Friday, December 26, 2008

Christmas at the Hospital

I think Christmas is probably my favorite holiday of the year. Despite having to spend it overnight at the hospital this year, for whatever reason, I was still in pretty good spirits. There was Christmas music playing on the radio, people are generally in pretty good moods (although there were definitely some sour faces at the hospital), and it's a relatively quiet night at the hospital - I think I got 6 hours of sleep on call, which is absolutely amazing! I played some poker with some other residents, we ordered some Chinese food (the only thing open on Christmas day), and just hung out.

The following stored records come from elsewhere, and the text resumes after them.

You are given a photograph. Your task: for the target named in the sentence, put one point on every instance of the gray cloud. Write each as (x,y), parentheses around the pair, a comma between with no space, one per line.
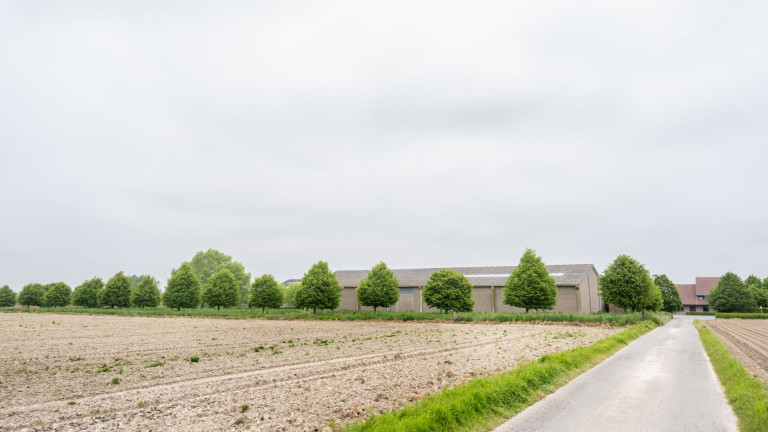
(134,134)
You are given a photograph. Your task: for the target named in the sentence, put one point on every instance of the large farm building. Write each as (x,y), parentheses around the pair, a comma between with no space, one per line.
(576,288)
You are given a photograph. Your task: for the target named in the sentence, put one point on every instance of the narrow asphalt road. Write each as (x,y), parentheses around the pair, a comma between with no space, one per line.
(661,382)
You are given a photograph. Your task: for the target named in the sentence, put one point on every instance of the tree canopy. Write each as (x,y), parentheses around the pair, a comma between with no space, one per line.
(627,284)
(379,289)
(221,290)
(205,264)
(57,294)
(146,293)
(670,298)
(7,297)
(319,289)
(87,294)
(448,290)
(266,293)
(530,286)
(117,292)
(31,295)
(730,295)
(183,289)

However, it can also be a pretty tough time at the hospital. On December 24th we found out some crucial information about a patient. He was a 90-something year old guy who had had an amazing life, and earlier this year, became sick. By the time I took over his care, he had been sick 5-6 months, getting sicker and sicker, and nobody could figure out why. A lot of people thought that he might have cancer, but couldn't diagnose it after putting him through countless cat scans, MRI's, blood tests, biopsies, etc. We finally did some crucial bloodwork, and along with some suggestive imaging, made a clinical diagnosis of a specific type of cancer. We called his wife in on Christmas Eve (she had to drive in 2 hours) and had a family meeting with her and the patient. Horrible news, and a horrible prognosis so close to the holidays. The patient was getting sicker and sicker and likely only had a few weeks to live. He was much too sick for any kind of therapy for the cancer.

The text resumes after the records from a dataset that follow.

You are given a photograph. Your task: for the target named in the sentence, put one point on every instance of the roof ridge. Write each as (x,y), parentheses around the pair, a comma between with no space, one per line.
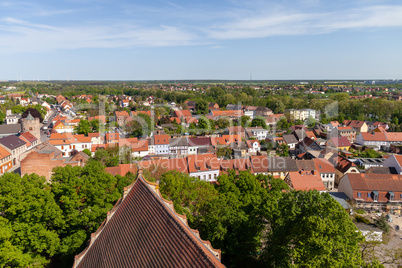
(181,220)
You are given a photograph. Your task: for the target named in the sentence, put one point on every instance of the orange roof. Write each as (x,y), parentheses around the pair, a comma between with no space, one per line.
(161,139)
(28,137)
(3,153)
(374,136)
(122,169)
(323,165)
(225,140)
(121,113)
(227,113)
(182,113)
(202,162)
(306,180)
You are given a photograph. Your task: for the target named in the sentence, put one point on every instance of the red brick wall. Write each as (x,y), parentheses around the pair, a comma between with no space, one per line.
(41,164)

Amazingly, they took it pretty well - I think they were almost relieved to get this diagnosis, after having lived with the uncertainty for so long. Medically, they already knew that they didn't want him to go through any additional procedures or tests, and they didn't want him to go through any kind of CPR should his heart or lungs stop suddenly. They started making plans for him to go to inpatient hospice somewhere closer to home so that she could spend as much time as possible with him. After nearly a week of taking care of him, I had never seen him smile when his wife walked in. He said she was so beautiful, and she called him the most handsome man and couldn't stop stroking his hair. They were sad, of course, but they focused on the positive things - spending the remaining time together, recalling memories, appreciating what they'd had all these years... Despite how difficult everything was, it was, in a way, very heartwarming and it seemed about as good as it could get for Christmas at the hospital.